Isabella Feques Amorim[1]

Resumo: Este artigo analisa o romance Cidade de Deus escrito e publicado por Paulo Lins em 1997, a obra retrata o cotidiano de moradores de uma comunidade de baixa renda no Rio de Janeiro durante três décadas. O objetivo do trabalho de pesquisa é demonstrar a possibilidade do uso da literatura para analisar o pensamento político e a conjuntura social de um contexto histórico. Dentro da narrativa de Lins, é possível perceber representações da realidade carioca, como a exclusão social, aumento da violência urbana e modificação das formas e dominância da criminalidade. Nos interessa entender como essas problemáticas foram tratadas pela polícia e pelo Estado vigente na época e como as comunidades e a sociedade foram afetadas.

Palavras chave: Violência. Criminalidade. Racismo. Exclusão Social. Literatura.

Abstract: This article analyzes the novel Cidade de Deus written and published by Paulo Lins in 1997, the work portrays the daily life of residents of a low income community in Rio de Janeiro for three decades. The objective of the research is to demonstrate the possibility of using literature to analyze political thinking and the social conjucture of a historical context. Within the narrative of Lins, it is possible to perceive representations of the Carioca reality, as social exclusion, increase of the urban violence and modification of the forms and dominance of the criminality. We are interested in understanding how these problems were handled by the police and the State in force at the time and how communities and society were affected.

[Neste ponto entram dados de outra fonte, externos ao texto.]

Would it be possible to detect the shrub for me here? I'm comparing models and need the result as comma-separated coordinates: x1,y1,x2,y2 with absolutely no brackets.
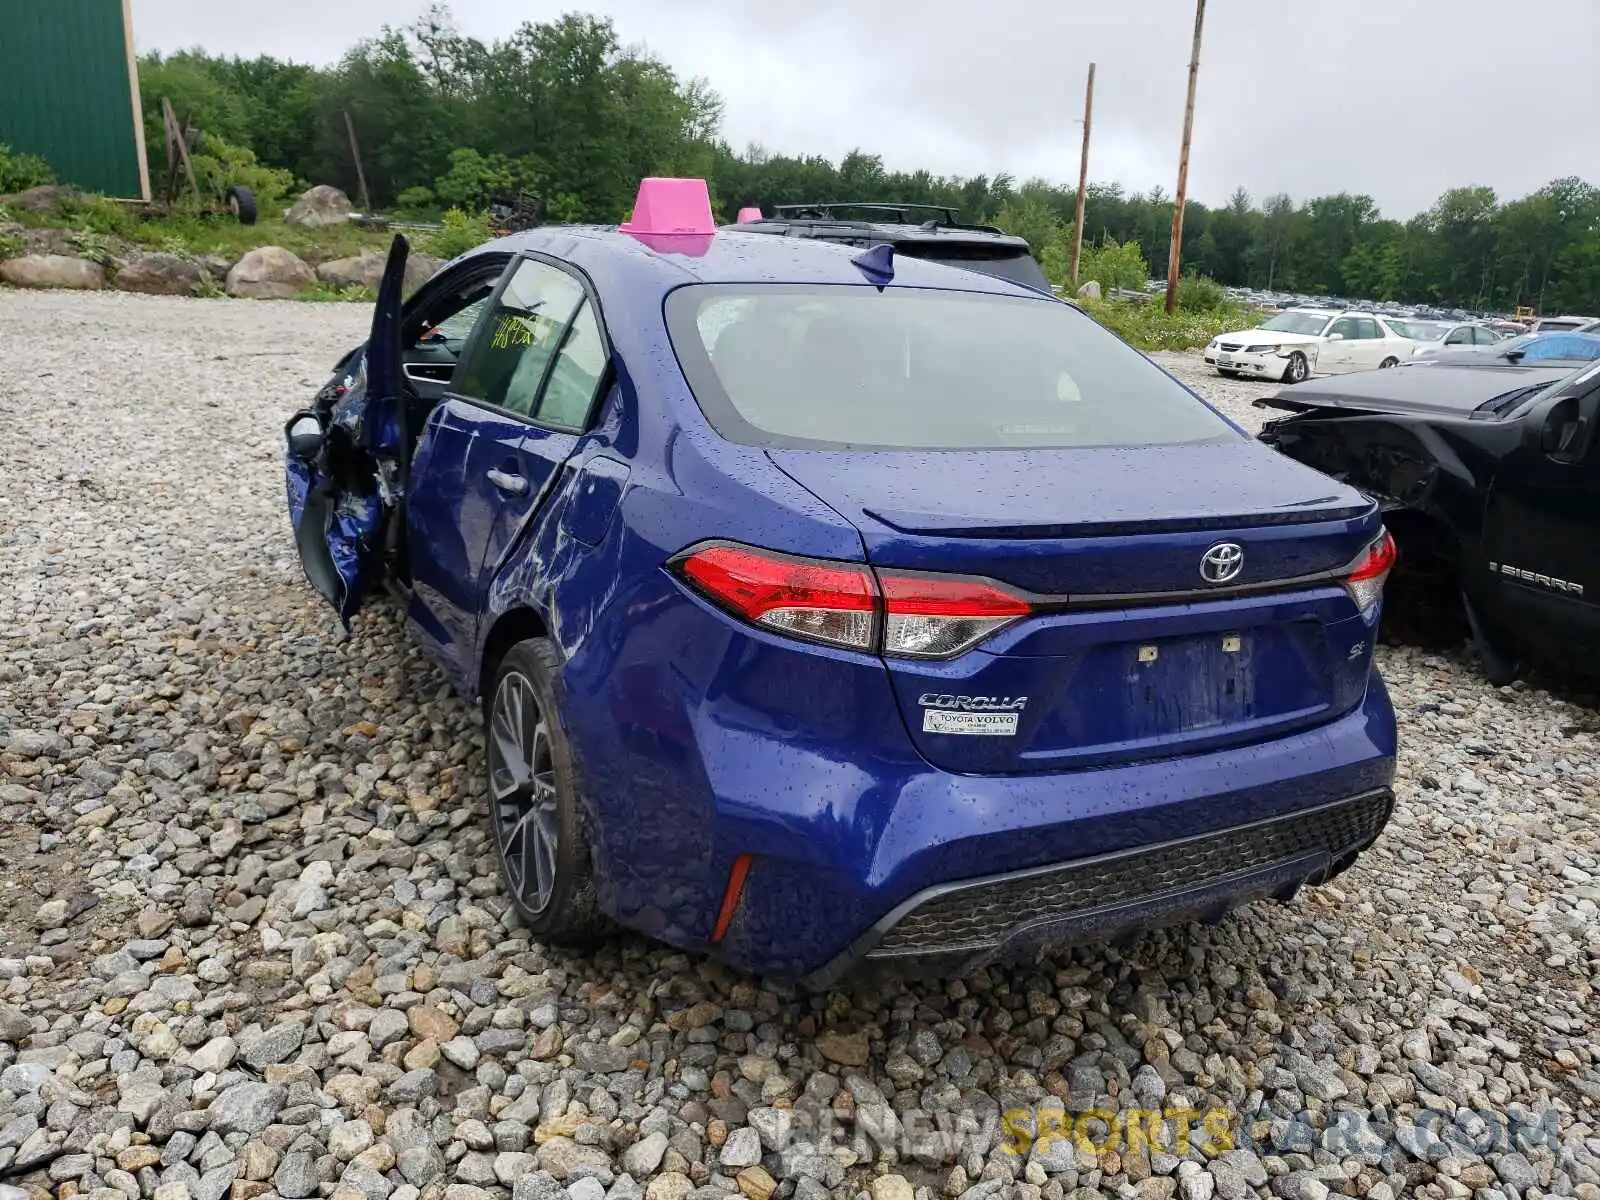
0,143,54,193
1074,237,1149,294
55,193,139,237
67,228,113,262
189,133,296,213
0,230,23,260
1176,273,1226,312
433,148,547,213
426,208,495,261
1080,297,1254,353
394,186,438,219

Keywords: Violence. Crime, Racism. Social Exclusion. Literature.

Introdução 

O escritor e poeta Ferréz dedica um texto especial a Paulo Lins na edição de 2012 do romance, em um trecho do texto diz que Cidade de Deus foi um romance escrito por quem é o tema e que vivenciou a realidade de ser um morador de favela. Nascido no Rio de Janeiro em 1958, Lins se mudou ainda criança para o então conjunto habitacional, presenciando as diversas mudanças que o local sofreu ao decorrer do tempo. O romance foi extremamente marcante para a literatura Brasileira, possivelmente por seu tema central salientar um problema persistente na realidade carioca, a violência e a criminalidade. Publicado em 1997, foi escrito enquanto o escritor participava de um projeto sobre “Crime e criminalidade nas classes populares”, sob orientação da antropóloga Alba Zaluar. Em seus agradecimentos finais o escritor diz que sua obra se baseia em fatos reais, e que parte do material teria sido extraído de entrevistas com moradores e de artigos dos jornais O Globo, Jornal do Brasil e O Dia.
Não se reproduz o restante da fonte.